This relates to the question of Unit 1 of ECON 103:
Why is an ounce of diamond much more expensive than an ounce of water? Water is essential for survival, but diamonds are non-essential.
The expected answer from Austrian economics, I suppose, is that marginal analysis tells us that if we have the usual abundance of water, the value of the next ounce of water is near zero. Whereas if there is the usual scarcity of diamonds, the value of the next diamond is very high.
However, based on my understanding of the history of the diamond trade (which admittedly is based on a single documentary that I saw years ago), diamonds’ value is highly artificial, because both their need and their scarcity were engineered.
On the one hand, the diamond cartel executed an incredibly successful marketing campaign to ingrain in people’s minds the image of diamonds as the standard token of love and commitment a man must give to his woman to ask for her hand in marriage. So, a previously useless trinket was masterfully inserted into the deepest “biology” of the human species: it became a keystone element in the mating ritual.

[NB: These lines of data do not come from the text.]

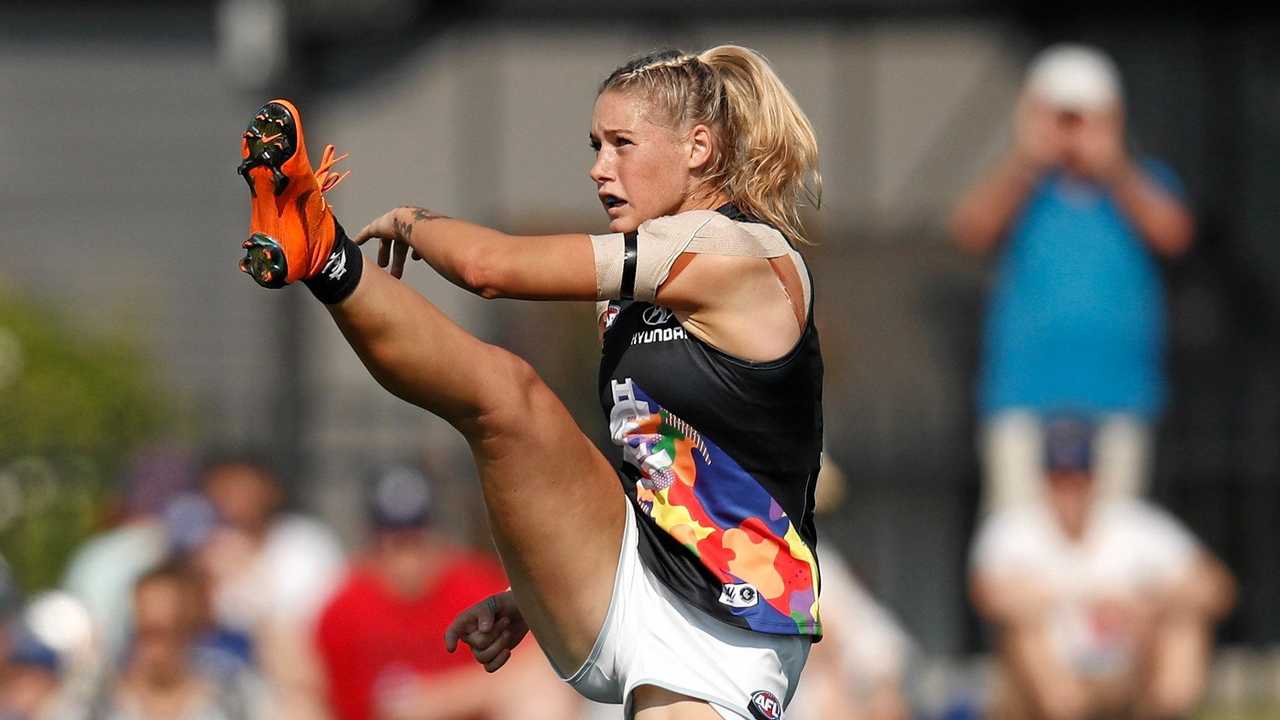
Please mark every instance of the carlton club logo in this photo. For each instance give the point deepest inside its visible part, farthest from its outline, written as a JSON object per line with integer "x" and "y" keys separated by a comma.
{"x": 656, "y": 315}
{"x": 766, "y": 706}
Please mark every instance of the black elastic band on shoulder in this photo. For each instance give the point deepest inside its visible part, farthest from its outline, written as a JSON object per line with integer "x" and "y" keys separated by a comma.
{"x": 629, "y": 265}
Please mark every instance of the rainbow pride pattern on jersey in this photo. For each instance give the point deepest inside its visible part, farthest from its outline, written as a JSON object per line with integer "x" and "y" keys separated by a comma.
{"x": 709, "y": 504}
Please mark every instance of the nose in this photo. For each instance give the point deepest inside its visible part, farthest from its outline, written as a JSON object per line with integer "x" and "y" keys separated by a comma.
{"x": 600, "y": 171}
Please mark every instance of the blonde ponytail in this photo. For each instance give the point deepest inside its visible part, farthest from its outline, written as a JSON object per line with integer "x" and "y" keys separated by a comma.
{"x": 766, "y": 159}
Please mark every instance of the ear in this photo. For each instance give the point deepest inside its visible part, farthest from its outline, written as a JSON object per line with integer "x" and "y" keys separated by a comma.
{"x": 702, "y": 146}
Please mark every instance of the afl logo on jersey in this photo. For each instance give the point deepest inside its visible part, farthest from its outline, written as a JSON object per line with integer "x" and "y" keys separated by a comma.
{"x": 656, "y": 315}
{"x": 766, "y": 706}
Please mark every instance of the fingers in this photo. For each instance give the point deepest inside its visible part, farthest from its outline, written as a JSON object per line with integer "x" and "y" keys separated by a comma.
{"x": 398, "y": 253}
{"x": 384, "y": 253}
{"x": 487, "y": 654}
{"x": 460, "y": 628}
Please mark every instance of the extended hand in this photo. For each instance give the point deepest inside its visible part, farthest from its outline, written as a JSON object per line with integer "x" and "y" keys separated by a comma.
{"x": 394, "y": 229}
{"x": 492, "y": 629}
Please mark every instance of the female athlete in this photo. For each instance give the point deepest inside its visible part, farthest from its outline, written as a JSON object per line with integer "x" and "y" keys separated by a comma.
{"x": 694, "y": 592}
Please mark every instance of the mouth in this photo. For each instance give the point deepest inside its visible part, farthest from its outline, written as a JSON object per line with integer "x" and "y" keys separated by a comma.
{"x": 612, "y": 203}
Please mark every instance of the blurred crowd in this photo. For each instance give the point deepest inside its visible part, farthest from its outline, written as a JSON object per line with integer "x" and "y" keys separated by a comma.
{"x": 211, "y": 600}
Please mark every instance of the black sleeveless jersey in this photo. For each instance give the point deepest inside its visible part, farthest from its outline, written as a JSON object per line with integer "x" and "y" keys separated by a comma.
{"x": 721, "y": 456}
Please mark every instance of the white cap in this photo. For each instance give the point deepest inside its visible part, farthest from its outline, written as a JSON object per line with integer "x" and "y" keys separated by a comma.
{"x": 1074, "y": 77}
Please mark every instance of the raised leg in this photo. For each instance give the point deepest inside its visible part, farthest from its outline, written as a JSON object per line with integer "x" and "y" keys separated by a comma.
{"x": 554, "y": 502}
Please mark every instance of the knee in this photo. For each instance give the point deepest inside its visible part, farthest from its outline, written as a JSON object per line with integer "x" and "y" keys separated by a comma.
{"x": 512, "y": 399}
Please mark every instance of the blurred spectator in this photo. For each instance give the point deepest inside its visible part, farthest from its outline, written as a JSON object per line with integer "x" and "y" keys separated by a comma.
{"x": 858, "y": 670}
{"x": 28, "y": 677}
{"x": 382, "y": 637}
{"x": 1104, "y": 606}
{"x": 1075, "y": 320}
{"x": 160, "y": 679}
{"x": 103, "y": 570}
{"x": 270, "y": 573}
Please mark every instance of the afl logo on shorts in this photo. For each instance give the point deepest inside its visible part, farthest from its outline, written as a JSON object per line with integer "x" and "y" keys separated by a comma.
{"x": 656, "y": 315}
{"x": 766, "y": 706}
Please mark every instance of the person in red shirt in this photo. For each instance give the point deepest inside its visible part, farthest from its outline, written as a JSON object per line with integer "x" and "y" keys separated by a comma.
{"x": 380, "y": 637}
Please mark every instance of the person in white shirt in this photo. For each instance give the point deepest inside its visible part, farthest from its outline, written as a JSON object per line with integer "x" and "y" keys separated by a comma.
{"x": 1104, "y": 606}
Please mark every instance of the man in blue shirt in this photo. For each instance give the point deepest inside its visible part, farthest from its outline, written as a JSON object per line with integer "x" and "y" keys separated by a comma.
{"x": 1075, "y": 320}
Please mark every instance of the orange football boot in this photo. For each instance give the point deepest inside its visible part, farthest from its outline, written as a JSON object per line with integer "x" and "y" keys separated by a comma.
{"x": 292, "y": 227}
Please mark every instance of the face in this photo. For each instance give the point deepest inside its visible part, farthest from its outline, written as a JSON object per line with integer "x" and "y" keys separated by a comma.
{"x": 163, "y": 629}
{"x": 403, "y": 556}
{"x": 1072, "y": 496}
{"x": 242, "y": 495}
{"x": 643, "y": 168}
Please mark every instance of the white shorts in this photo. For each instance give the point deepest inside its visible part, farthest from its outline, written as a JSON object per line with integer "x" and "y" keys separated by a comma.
{"x": 1011, "y": 443}
{"x": 652, "y": 637}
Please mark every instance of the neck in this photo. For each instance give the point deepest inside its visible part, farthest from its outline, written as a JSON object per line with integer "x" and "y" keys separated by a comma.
{"x": 703, "y": 201}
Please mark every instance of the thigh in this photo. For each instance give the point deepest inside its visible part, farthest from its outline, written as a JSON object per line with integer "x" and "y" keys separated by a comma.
{"x": 1123, "y": 456}
{"x": 1011, "y": 450}
{"x": 556, "y": 510}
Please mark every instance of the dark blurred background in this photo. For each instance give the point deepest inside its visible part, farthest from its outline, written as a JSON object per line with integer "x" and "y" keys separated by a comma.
{"x": 123, "y": 322}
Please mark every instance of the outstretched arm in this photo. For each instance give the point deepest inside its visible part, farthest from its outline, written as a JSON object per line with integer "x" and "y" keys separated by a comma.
{"x": 986, "y": 212}
{"x": 1161, "y": 218}
{"x": 485, "y": 261}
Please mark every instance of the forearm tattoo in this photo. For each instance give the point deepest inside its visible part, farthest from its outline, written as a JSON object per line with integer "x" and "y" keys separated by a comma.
{"x": 406, "y": 229}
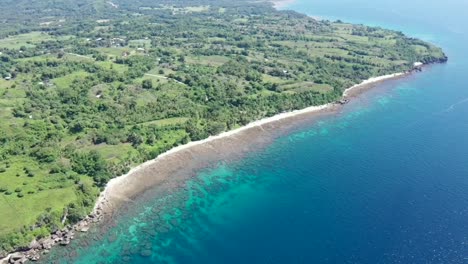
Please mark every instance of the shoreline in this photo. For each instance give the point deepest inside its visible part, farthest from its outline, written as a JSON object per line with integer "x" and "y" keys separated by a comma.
{"x": 107, "y": 197}
{"x": 124, "y": 188}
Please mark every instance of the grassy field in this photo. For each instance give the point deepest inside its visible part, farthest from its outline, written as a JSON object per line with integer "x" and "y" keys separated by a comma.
{"x": 25, "y": 197}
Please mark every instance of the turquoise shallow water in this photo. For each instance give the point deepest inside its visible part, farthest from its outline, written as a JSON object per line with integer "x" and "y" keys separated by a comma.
{"x": 383, "y": 181}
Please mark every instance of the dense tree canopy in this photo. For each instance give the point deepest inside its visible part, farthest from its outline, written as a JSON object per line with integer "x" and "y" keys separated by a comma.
{"x": 90, "y": 88}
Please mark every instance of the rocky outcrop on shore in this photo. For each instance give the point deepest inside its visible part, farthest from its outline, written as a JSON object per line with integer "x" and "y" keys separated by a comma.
{"x": 62, "y": 237}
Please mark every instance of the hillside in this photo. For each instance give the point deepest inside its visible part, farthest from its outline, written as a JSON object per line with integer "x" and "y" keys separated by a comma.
{"x": 92, "y": 88}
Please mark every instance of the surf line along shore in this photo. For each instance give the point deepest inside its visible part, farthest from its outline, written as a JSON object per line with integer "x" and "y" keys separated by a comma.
{"x": 125, "y": 188}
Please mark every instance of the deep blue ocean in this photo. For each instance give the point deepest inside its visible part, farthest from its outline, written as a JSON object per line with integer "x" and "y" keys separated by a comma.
{"x": 383, "y": 181}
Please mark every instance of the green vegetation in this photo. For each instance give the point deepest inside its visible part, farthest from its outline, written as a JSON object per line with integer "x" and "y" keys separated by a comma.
{"x": 90, "y": 88}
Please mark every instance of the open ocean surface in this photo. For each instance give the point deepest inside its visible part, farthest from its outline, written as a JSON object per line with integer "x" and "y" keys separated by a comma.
{"x": 384, "y": 181}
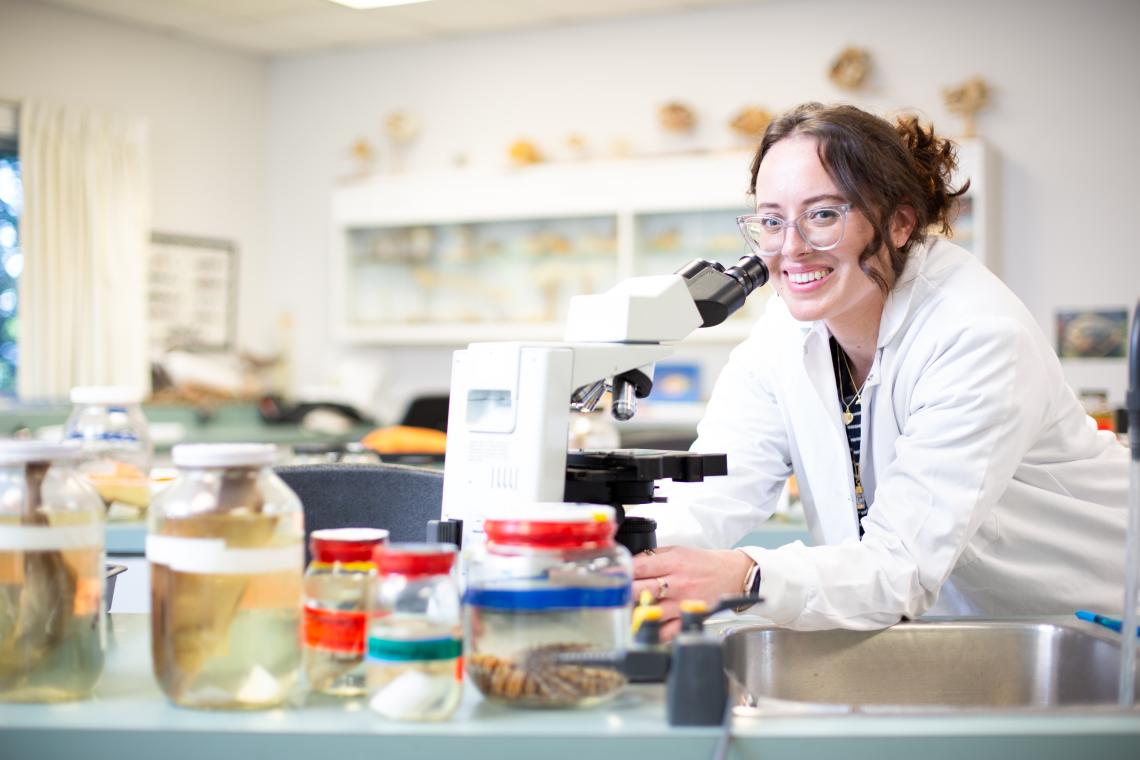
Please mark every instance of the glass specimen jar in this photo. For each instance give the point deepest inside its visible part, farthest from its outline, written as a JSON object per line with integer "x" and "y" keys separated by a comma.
{"x": 336, "y": 586}
{"x": 226, "y": 550}
{"x": 51, "y": 537}
{"x": 414, "y": 650}
{"x": 550, "y": 580}
{"x": 110, "y": 427}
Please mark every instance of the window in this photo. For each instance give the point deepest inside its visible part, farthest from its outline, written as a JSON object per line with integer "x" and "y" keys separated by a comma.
{"x": 11, "y": 262}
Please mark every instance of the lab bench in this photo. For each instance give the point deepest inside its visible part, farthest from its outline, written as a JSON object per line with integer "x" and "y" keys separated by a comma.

On the other hand, the diamond cartel succeeded in acquiring nearly the entire global production of diamonds, thereby largely controlling the market supply. They were able to make the good scarce (and hence “economic”) by releasing only a small fraction of the diamonds onto the market. There is also a strong fashion component within the market, by which certain types of diamonds are made more desirable some years, and then less again, carefully engineering the supply to jewelers.